The club received a steady stream of pleasant-looking couples all night. They all looked happy and made for each other. We could have filled a casting call for attractive-looking couples to fill the background of a prime-time TV show. I don't know if any of them could dance, but if we were in Philadelphia, then Hollywood between 1952 and 1989, they could all be on American Bandstand lip-syncing the latest singles while popping dance poses. We did have a trio of celebrities, of sorts. The two women and the man fit the spiffy-looking people theme that the couples had established. I learned that they are a two news anchors and a reporter from the local CBS TV affiliate.
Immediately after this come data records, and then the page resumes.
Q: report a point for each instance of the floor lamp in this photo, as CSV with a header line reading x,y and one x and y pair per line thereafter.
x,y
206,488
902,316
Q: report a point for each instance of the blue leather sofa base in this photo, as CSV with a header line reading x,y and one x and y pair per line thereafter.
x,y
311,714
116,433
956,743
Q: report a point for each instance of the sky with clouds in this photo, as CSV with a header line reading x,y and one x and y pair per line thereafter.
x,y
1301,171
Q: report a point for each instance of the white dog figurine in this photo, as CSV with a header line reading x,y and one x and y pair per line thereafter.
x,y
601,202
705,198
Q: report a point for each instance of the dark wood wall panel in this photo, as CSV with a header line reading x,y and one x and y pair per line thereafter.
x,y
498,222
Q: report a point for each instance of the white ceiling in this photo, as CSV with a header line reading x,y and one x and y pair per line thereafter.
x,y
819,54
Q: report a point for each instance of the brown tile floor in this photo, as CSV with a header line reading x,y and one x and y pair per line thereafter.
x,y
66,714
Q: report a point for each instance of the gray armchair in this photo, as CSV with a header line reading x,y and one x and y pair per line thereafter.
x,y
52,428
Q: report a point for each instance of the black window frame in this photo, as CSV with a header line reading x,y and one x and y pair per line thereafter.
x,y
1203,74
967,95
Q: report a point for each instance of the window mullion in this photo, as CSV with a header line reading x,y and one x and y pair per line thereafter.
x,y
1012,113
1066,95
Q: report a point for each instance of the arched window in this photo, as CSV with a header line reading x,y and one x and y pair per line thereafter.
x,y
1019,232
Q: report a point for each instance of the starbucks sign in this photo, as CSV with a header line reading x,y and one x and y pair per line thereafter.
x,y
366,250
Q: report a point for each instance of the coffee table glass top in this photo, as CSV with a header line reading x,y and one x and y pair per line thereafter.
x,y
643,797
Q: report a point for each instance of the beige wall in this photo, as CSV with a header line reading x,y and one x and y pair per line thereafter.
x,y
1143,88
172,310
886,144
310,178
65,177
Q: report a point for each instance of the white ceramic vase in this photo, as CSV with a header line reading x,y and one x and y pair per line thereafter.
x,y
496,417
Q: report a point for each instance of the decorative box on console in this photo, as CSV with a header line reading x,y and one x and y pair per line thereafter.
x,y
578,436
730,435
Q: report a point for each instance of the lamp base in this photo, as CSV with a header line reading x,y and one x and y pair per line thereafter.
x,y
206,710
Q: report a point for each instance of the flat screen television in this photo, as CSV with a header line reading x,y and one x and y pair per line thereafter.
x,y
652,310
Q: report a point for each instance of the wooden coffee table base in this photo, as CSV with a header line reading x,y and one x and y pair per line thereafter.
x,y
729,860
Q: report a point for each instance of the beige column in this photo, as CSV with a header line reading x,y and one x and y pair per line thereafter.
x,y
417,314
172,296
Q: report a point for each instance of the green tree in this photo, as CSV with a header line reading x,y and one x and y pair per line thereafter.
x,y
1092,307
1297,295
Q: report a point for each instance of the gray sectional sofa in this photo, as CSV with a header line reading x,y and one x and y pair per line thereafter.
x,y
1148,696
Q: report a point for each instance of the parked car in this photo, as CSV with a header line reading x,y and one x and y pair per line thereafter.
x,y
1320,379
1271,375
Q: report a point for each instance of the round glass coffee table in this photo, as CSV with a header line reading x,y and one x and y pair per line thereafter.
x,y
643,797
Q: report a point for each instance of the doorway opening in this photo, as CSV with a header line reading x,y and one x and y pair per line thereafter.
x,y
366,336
I apologized for not recognizing them (I don't watch TV news since it became tabloid news, although I didn't tell them that). In good nature they said, "We get that response all of the time... probably explains why our ratings are so low." About that time, another trio walked in, which included the singer who had a new CD release party at the club the night before, his cute girlfriend, and a trumpet player who performed in the group backing him up. The trumpet player was called up to join the quartet in a version of Miles Davis' All Blues. A couple songs later, the singer was invited up to sing a few songs and he sounded as good, if not better, as the night before. I was enjoying the music when a man entered the club, looking a little frazzled. "Can I just come in and hear a song or two and have a quick drink? My dog is in the car recuperating from surgery he had yesterday—a tumor removed—and doesn't want to be left home." Sure, I said, he's OK out there? "Yeah, the pain killer won't wear off for another 20 minutes." I settled into my post at the door and listened to the alto in a blistering solo while the trumpet player waited his turn, and I set my internal timer at 19 minutes and counting.

February 18

Jam packed from the start. At one point, a pair of scouts from a party of 10 had paid the cover and stood surveying the club looking for seating. They made it though a Sonny Rollins song and were well into a Horace Silver tune with the quintet cooking on all burners when a second couple from the group had entered the door and they conferred and were agreeing that there just isn't room for all of them. I returned the original couples' cover—only fair. I joined them outside in the wash of neon where I learned that the jazz club is the post-celebration destination for a company party occurring at the luxury boutique hotel a couple blocks away. I suggested they wait... "The band will be breaking in the next 10 minutes or so and half of the crowd will leave—there will be plenty of room, plus the second set will be even better." (Which reminds me of a project I want to pursue—recording the regular Saturday night group's second set. "Second Set" would be the best CD, since the true magic occurs in the hour before closing when the band is loose, daring and sweaty from a night of playing. Some of the best jazz ever played has occurred in that final hour.) I reentered the club and assumed my post as The Doorman—knowing that I can see or learn more by settling into the zen... the taciturn observer sees. I saw the lone jazz-loving young woman with her goofy-looking orange-knit hat. There was the friendly couple sitting at the bar, close to the door. The cute woman would step outside to smoke. As is my custom with lone women smokers, I'd poke my head out periodically to make certain she wasn't being harassed by passing wolves. When the couple left, the man thanked me for keeping an eye on his wife—"just making sure our customers are safe, sir." And there were two interracial middle-aged couples sitting on the floor... bookends. Black man / white woman at one table and a white man / black woman at the other. The couples weren't friends, but they clearly should be. It reminded me that everyone in the jazz club has a story to tell, which I want to hear, but alas... as The Doorman, there are lines of propriety I am honor-bound to observe.